GSA Annual Meeting in Indianapolis, Indiana, USA - 2018

Paper No. 141-14
Presentation Time: 5:15 PM

COMPETING LAURENTIAN AND GONDWANAN SEDIMENT SOURCES DURING PROTRACTED PANGEA ASSEMBLYIN THE MARATHON REGION OF WEST TEXAS


PEREZ, Nicholas D., Department of Geology and Geophysics, Texas A&M University, Halbouty Building, 3115 TAMU, 611 Ross St., College Station, TX 77843 and GAO, Zihui, Texas A&M University, Department of Geology and Geophysics, 3116 TAMU, College Station, TX 77843

Suturing of Laurentia and Gondwana during Pangea assembly was a time-transgressive event that advanced westward from eastern Laurentia to the Marathon region. Strata exposed in the Marathon fold-thrust belt of west Texas preserve the stratigraphic record of pre- and syncollisional deposition. New multi-proxy sediment provenance data (detrital zircon U-Pb geochronology, thin section petrography, heavy minerals) from allochthonous Ordovician, Mississippian, and Pennsylvanian strata are used to reconstruct sediment source areas of the southern Laurentian margin during Pangea assembly. Similar methods were also applied to autochthonous Permian strata from the Guadalupe Mountains.

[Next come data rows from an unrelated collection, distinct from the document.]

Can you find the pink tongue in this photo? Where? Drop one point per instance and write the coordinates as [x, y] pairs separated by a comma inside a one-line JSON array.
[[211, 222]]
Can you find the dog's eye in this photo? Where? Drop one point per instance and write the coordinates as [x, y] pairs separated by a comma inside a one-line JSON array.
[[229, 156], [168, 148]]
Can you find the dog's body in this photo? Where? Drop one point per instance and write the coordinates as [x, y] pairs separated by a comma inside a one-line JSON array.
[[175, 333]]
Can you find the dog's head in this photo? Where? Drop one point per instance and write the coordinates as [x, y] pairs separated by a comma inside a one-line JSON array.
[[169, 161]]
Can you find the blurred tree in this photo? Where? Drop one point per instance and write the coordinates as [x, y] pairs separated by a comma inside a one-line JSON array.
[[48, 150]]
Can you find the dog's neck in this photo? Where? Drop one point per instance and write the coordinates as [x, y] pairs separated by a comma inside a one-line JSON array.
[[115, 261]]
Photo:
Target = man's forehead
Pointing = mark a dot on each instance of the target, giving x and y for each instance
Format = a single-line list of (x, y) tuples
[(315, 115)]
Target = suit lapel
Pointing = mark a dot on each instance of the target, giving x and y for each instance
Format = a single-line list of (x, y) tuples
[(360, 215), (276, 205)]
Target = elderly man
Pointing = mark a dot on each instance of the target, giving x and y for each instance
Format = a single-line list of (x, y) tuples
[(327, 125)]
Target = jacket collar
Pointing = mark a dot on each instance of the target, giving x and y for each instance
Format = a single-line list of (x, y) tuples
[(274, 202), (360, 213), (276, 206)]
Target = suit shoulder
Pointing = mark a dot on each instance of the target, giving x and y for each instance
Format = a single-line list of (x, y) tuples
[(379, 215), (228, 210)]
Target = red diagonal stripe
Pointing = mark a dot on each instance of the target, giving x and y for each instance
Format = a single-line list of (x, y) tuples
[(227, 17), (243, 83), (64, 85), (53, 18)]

Results from Ordovician strata reveal significant contribution of Neoproterozoic detrital zircons, consistent with derivation from peri-Gondwanan terranes during pre-collisional deposition. Mississippian Tesnus Fm. strata demonstrate mature sandstone petrofacies, and detrital zircon results yield Grenville and Taconic age signatures, consistent with sediment recycled from Laurentian sources. Two samples from the Pennsylvanian Haymond Formation reveal contrasting results compositions. Statistical methods confirm one is similar to Ordovician strata, suggesting recycling from proximal sources. The other is similar to typical Laurentian signatures, and may signal delivery from distal sources. The Pennsylvanian Gaptank Formation has a detrital zircon signature that is consistent with mixing of local sources that were potentially eroded from the fold-thrust belt. The Ordovician–Pennsylvanian results were modeled as potential sediment sources for Permian Brushy Canyon and Bell Canyon Formations from the Guadalupe Mountains. Mixture modeling suggests that Permian strata were sourced from Mississippian and Pennsylvanian strata along the Pangea suture, with additional contribution from Permian arc sources. These results support diverse and alternating Gondwanan and Laurentian sediment sources from both margins filling the remnant ocean basin, consistent with previous workers. These results also have implications for the sediment dispersal pathways that delivered sediment to the Permian Basin region.